O novo sistema regista os dados habituais como a frequência cardíaca e respiração. Mas graças às câmaras, regista também imagens e sons que até agora só eram observados com os olhos e ouvidos do pessoal médico.

Graças a este trabalho de investigação, financiado pela União Europeia, cientistas de vários países do bloco desenvolveram um índice que lança um alerta sempre que determinado valor de referência é ultrapassado.
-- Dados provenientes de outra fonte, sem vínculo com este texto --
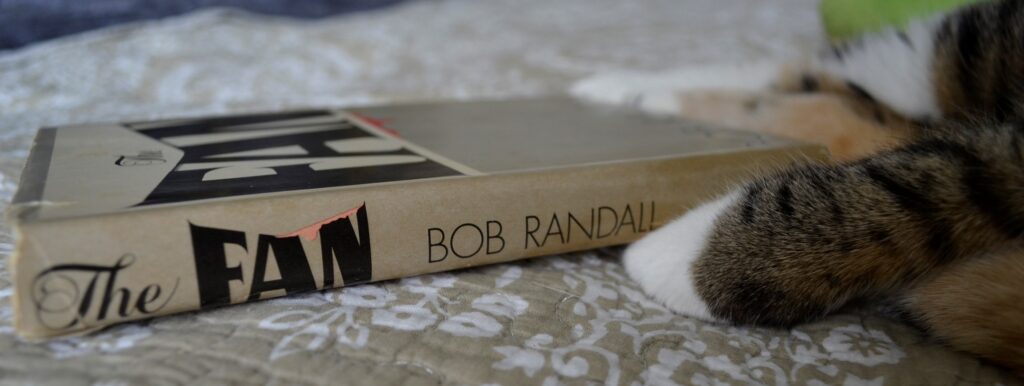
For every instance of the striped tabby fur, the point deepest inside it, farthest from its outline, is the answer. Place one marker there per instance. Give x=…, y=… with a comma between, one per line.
x=928, y=210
Patrick Pladys revela que os médicos passam a receber um alarme pelo menos doze horas antes do que costumavam receber. Por um lado, terão tempo para avaliar, e por isso, podem simplesmente decidir alargar o período de avaliação. Ou podem decidir que as provas fornecidas pelo índice são suficientemente convincentes para começarem com antibióticos imediatamente.

Este mecanismo não se destina a substituir, mas sim a complementar o apoio e o acompanhamento dos médicos, enfermeiros, mas acima de tudo, dos pais.